Metadata-Version: 2.1
Name: lcgp
Version: 0.1.2
Summary: Latent component Gaussian process
Author-email: Moses Chan <mosesyhc@u.northwestern.edu>
License: The MIT License (MIT)
        
        Copyright (c) 2023 Moses Chan <mosesyhc@u.northwestern.edu>
        
        Permission is hereby granted, free of charge, to any person obtaining a copy
        of this software and associated documentation files (the "Software"), to deal
        in the Software without restriction, including without limitation the rights
        to use, copy, modify, merge, publish, distribute, sublicense, and/or sell
        copies of the Software, and to permit persons to whom the Software is
        furnished to do so, subject to the following conditions:
        
        The above copyright notice and this permission notice shall be included in
        all copies or substantial portions of the Software.
        
        THE SOFTWARE IS PROVIDED "AS IS", WITHOUT WARRANTY OF ANY KIND, EXPRESS OR
        IMPLIED, INCLUDING BUT NOT LIMITED TO THE WARRANTIES OF MERCHANTABILITY,
        FITNESS FOR A PARTICULAR PURPOSE AND NONINFRINGEMENT. IN NO EVENT SHALL THE
        AUTHORS OR COPYRIGHT HOLDERS BE LIABLE FOR ANY CLAIM, DAMAGES OR OTHER
        LIABILITY, WHETHER IN AN ACTION OF CONTRACT, TORT OR OTHERWISE, ARISING FROM,
        OUT OF OR IN CONNECTION WITH THE SOFTWARE OR THE USE OR OTHER DEALINGS IN
        THE SOFTWARE.
        
Project-URL: Repository, https://github.com/mosesyhc/lcgp
Classifier: Programming Language :: Python :: 3
Classifier: License :: OSI Approved :: MIT License
Classifier: Operating System :: OS Independent
Requires-Python: >=3.8
Description-Content-Type: text/markdown
License-File: LICENSE.txt
Requires-Dist: torch >=2.0.1
Requires-Dist: numpy >=1.18.3
Requires-Dist: scipy >=1.10.1

# [Latent component Gaussian process (LCGP)](https://github.com/mosesyhc/LCGP)

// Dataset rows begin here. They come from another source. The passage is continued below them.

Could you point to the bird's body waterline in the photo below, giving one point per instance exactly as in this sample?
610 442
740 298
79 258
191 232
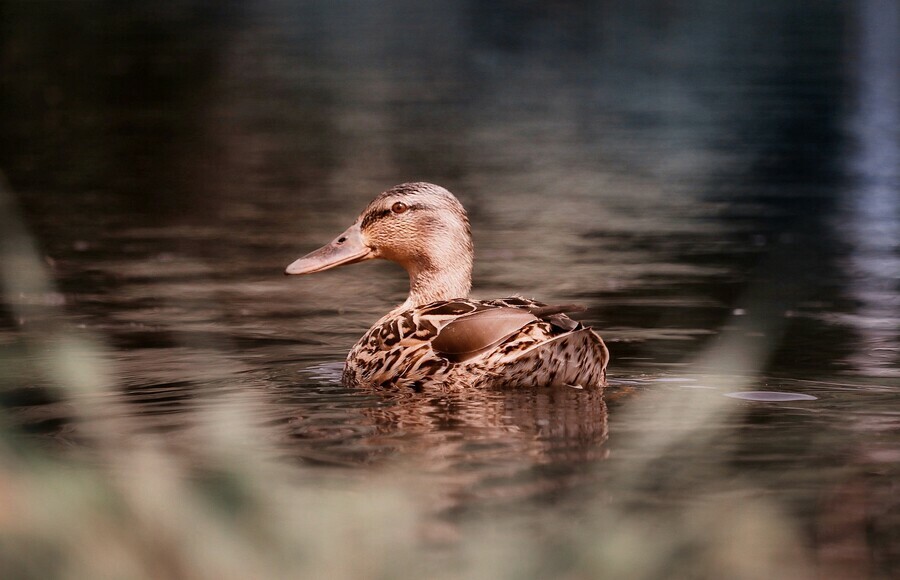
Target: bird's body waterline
439 337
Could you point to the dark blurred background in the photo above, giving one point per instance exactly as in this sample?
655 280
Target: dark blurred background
709 158
717 181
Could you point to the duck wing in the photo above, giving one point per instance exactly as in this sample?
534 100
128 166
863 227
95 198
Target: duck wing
473 333
470 335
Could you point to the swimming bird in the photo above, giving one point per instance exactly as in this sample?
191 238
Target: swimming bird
439 337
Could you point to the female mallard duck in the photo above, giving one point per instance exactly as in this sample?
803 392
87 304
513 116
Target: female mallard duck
439 337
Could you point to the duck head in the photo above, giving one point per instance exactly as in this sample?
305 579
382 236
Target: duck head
422 227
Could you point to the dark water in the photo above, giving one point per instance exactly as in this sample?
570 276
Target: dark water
717 182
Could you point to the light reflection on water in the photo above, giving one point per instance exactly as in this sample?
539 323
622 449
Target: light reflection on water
674 175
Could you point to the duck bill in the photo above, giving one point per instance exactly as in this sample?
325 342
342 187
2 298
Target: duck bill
347 248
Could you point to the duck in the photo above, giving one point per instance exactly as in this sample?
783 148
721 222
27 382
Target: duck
440 337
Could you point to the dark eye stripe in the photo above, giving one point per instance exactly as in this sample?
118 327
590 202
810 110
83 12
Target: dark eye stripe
377 215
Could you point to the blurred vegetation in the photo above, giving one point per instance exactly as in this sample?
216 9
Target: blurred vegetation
176 112
125 507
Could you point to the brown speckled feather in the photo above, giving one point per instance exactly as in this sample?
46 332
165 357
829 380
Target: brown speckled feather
408 348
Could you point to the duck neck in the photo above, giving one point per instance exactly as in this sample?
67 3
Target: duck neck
429 284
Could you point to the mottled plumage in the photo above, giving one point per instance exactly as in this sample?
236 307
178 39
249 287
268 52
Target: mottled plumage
438 337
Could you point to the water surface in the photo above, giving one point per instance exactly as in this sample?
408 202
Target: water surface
718 185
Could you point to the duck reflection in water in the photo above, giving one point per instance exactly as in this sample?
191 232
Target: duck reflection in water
439 337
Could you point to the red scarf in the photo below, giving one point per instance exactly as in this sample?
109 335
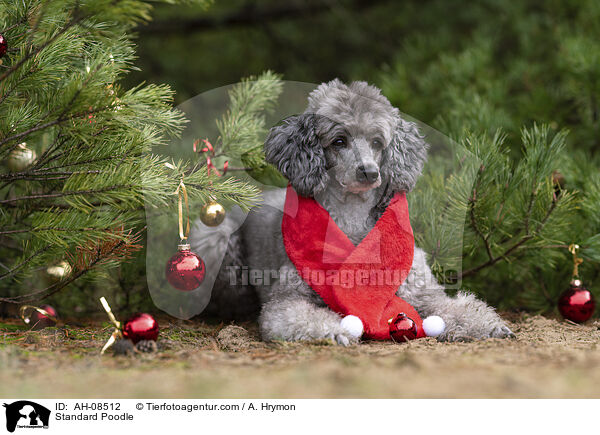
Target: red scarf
358 280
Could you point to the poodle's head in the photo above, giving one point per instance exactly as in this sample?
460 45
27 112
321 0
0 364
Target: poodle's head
350 135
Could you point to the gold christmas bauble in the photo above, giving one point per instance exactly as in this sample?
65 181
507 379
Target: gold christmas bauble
212 214
20 158
59 271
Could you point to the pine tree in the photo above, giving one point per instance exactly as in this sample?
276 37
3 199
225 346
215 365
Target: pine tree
78 148
517 192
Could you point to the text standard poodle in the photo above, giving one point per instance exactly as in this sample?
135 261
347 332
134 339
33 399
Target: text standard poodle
352 152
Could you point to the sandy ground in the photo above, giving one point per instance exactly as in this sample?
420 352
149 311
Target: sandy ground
549 358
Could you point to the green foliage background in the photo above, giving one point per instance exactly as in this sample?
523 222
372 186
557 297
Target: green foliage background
497 76
515 83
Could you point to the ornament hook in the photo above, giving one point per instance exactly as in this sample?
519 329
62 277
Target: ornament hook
574 249
183 197
117 332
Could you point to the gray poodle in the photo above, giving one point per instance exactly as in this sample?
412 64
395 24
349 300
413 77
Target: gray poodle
351 151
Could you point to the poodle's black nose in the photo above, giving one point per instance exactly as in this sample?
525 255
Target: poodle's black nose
367 174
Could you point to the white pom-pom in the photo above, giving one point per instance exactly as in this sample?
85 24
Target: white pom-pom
353 325
433 326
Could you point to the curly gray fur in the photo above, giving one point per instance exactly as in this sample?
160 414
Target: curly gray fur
351 151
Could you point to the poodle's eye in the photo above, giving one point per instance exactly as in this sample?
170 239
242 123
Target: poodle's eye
339 142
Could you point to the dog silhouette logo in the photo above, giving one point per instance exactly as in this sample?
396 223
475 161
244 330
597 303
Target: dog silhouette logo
26 414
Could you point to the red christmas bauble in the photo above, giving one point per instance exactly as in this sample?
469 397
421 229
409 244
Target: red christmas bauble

[![CI](https://github.com/mosesyhc/lcgp/actions/workflows/ci.yml/badge.svg?branch=main)](https://github.com/mosesyhc/LCGP/actions/workflows/ci.yml)
[![Coverage Status](https://coveralls.io/repos/github/mosesyhc/LCGP/badge.svg)](https://coveralls.io/github/mosesyhc/LCGP)
[![Documentation Status](https://readthedocs.org/projects/lcgp/badge/?version=latest)](https://lcgp.readthedocs.io/en/latest/?badge=latest)
[![PyPI version](https://badge.fury.io/py/lcgp.svg)](https://badge.fury.io/py/lcgp)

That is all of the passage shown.